Search code examples
powershellencodingascii

Casting int to chars in Powershell has unexpected results


I am trying to generate strings with 1 of every ASCII character. I started with

32..255| %{[char]$_ | Out-File -filepath .\outfile.txt -Encoding ASCII -Append}

I expected the list of printable characters, but I got different characters.

Can anyone point me to either a better way to get my expected result or an explanation as to why I'm getting these results?


Solution

  • [char[]] (32..255) | Set-Content outfile.txt
    

    In Windows PowerShell this will create an "ANSI"-encoded file. The term "ANSI" encoding is an umbrella term for the set of fixed-width, single-byte, 8-bit encodings on Windows that are a superset of ASCII encoding. The specific "ANSI" encoding that is used is implied by the code page associated with the legacy system locale in effect on your system[1]; e.g., Windows-1252 on US-English systems.

    See the bottom section for why "ANSI" encoding should be avoided.

    If you were to do the same thing in PowerShell (Core) 7+, you'd get a UTF-8-encoded file without a BOM, which is the best encoding to use for cross-platform and cross-locale compatibility.

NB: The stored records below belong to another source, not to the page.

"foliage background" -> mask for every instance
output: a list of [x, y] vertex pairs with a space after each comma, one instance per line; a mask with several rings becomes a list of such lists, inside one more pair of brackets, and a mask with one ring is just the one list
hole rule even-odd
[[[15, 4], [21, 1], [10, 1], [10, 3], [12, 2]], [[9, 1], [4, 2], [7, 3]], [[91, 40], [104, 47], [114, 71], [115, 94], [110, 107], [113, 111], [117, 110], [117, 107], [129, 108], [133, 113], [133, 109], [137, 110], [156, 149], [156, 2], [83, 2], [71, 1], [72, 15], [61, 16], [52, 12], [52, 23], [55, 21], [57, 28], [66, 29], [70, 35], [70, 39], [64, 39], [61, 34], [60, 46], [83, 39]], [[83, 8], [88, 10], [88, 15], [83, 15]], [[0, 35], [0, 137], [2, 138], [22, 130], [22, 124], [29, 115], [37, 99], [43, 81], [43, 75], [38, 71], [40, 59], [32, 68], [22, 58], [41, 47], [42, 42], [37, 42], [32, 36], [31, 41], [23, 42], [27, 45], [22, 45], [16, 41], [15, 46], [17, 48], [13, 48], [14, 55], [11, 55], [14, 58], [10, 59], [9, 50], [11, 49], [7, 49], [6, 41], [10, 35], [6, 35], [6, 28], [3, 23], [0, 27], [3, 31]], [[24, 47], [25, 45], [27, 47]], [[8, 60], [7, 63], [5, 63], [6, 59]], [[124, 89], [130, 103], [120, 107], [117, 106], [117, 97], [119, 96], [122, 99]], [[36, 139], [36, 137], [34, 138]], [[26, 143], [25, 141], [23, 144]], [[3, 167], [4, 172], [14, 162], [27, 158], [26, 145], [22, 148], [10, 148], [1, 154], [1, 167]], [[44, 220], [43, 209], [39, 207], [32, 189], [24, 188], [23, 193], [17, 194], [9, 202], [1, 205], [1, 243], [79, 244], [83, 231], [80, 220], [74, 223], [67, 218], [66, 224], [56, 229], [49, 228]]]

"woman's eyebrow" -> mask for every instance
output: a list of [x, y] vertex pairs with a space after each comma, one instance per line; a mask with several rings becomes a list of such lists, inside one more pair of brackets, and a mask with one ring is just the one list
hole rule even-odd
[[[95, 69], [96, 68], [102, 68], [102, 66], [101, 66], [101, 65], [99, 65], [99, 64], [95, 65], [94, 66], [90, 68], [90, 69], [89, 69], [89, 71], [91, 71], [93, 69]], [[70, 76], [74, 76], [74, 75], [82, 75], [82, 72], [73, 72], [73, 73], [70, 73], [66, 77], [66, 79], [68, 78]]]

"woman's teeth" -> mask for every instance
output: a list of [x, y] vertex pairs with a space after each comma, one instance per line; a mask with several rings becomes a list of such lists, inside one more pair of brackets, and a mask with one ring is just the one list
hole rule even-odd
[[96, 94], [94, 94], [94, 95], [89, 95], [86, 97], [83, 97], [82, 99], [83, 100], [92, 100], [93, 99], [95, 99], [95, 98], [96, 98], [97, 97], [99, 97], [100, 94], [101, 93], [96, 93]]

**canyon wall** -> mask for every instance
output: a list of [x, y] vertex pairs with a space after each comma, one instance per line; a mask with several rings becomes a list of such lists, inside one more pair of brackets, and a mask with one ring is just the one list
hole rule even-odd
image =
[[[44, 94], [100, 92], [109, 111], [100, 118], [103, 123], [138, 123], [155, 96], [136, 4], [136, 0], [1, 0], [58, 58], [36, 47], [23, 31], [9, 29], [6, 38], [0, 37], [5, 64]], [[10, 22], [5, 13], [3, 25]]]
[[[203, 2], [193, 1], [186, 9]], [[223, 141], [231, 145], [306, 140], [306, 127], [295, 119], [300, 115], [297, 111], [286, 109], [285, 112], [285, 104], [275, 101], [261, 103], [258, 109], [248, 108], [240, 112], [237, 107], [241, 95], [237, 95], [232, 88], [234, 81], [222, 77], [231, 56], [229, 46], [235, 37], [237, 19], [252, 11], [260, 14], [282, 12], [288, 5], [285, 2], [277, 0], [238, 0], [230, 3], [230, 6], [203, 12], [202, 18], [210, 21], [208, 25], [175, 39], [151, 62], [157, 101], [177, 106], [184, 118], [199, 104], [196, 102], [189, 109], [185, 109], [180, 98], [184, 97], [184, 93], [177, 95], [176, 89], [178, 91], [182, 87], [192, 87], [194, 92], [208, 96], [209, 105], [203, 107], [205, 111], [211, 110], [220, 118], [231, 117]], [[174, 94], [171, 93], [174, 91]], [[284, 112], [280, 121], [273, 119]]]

    In Windows PowerShell, adding -Encoding utf8 would give you an UTF-8 file too, but with a BOM.[2]

    If you used -Encoding Unicode or simply used redirection operator > or Out-File, you'd get a UTF-16LE-encoded file.
    (In PowerShell (Core), by contrast, > produces BOM-less UTF-8 by default, because the latter is the consistently applied default encoding).

    Note: With strings and numbers, Set-Content and > / Out-File can be used interchangeably (encoding differences in Windows PowerShell aside); for other types, only > / Out-File produces meaningful representations, albeit suitable only for human eyeballs, not programmatic processing - see this answer for more.

    ASCII code points are limited to 7-bit values, i.e., the range 0x0 - 0x7f (127).

    Therefore, your input values 128 - 255 cannot be represented as ASCII characters, and using -Encoding ASCII results in invalid input characters getting replaced with literal ? characters (code point 0x3f / 63), resulting in loss of information.


    Important:

    In memory, casting numbers such as 32 (0x20) or 255 (0xFF) to [char] (System.Char) instances causes the numbers to be interpreted as UTF-16 code units, representing Unicode characters[3] such as U+0020 and U+00FF as 2-byte sequences using the native byte order, because that's what characters are in .NET.
    Similarly, instances of the .NET [string] type System.String are sequences of one or more [char] instances.

    On output to a file or during serialization, re-encoding of these UTF-16 strings may occur, depending on the implied or specified output encoding.

    • If the output encoding is a fixed single-byte encoding, such as ASCII, Default ("ANSI"), or OEM, loss of information may occur, namely if the string to output contains characters that cannot be represented in the target encoding.

    • Choose one of the Unicode-based encoding formats to guarantee that:

      • no information is lost,
      • the resulting file is interpreted the same on all systems, irrespective of their system locale.
      • UTF-8 is the most widely recognized encoding, but note that Windows PowerShell (unlike PowerShell Core) invariably prepends a BOM to such files, which can cause problems on Unix-like platforms and with utilities of Unix heritage; it is a format focused on and optimized for backward compatibility with ASCII encoding that uses between 1 - 4 bytes to encode a single character.
      • UTF-16LE (which PowerShell calls Unicode) is a direct representation of the in-memory code units, but note that each characters is encoded with (at least) 2 bytes, which results in up to twice the size of UTF-8 files for strings that primarily contain characters in the ASCII range.
      • UTF-16BE (which PowerShell calls bigendianunicode) reverses the byte order in each code unit.
      • UTF-32LE (which PowerShell calls UTF32), represents each Unicode character as a fixed 4-byte sequence; even more so than with UTF-16, this typically results in unnecessarily large files.
      • UTF-7 should be avoided altogether, as it is not part of the Unicode standard.

    [1] Among the legacy code pages supported on Windows, there are also fixed double-byte as well as variable-width encodings, but only for East Asian locales; sometimes they're (incorrectly) collectively referred to as DBCS (Double-Byte Character Set), as opposed to SBCS (Single-Byte Character Set); see the list of all Windows code pages.

    [2] See this answer for how to create BOM-less UTF-8 files in Windows PowerShell.

    [3] Strictly speaking, a UTF-16 code unit identifies a Unicode code point, but not every code point by itself is a complete Unicode character, because some (rare) Unicode characters have a code point value that falls outside the range that can be represented with a 16-bit integer, and these code points can alternatively represented by a sequence of 2 other code points, known as surrogate pairs.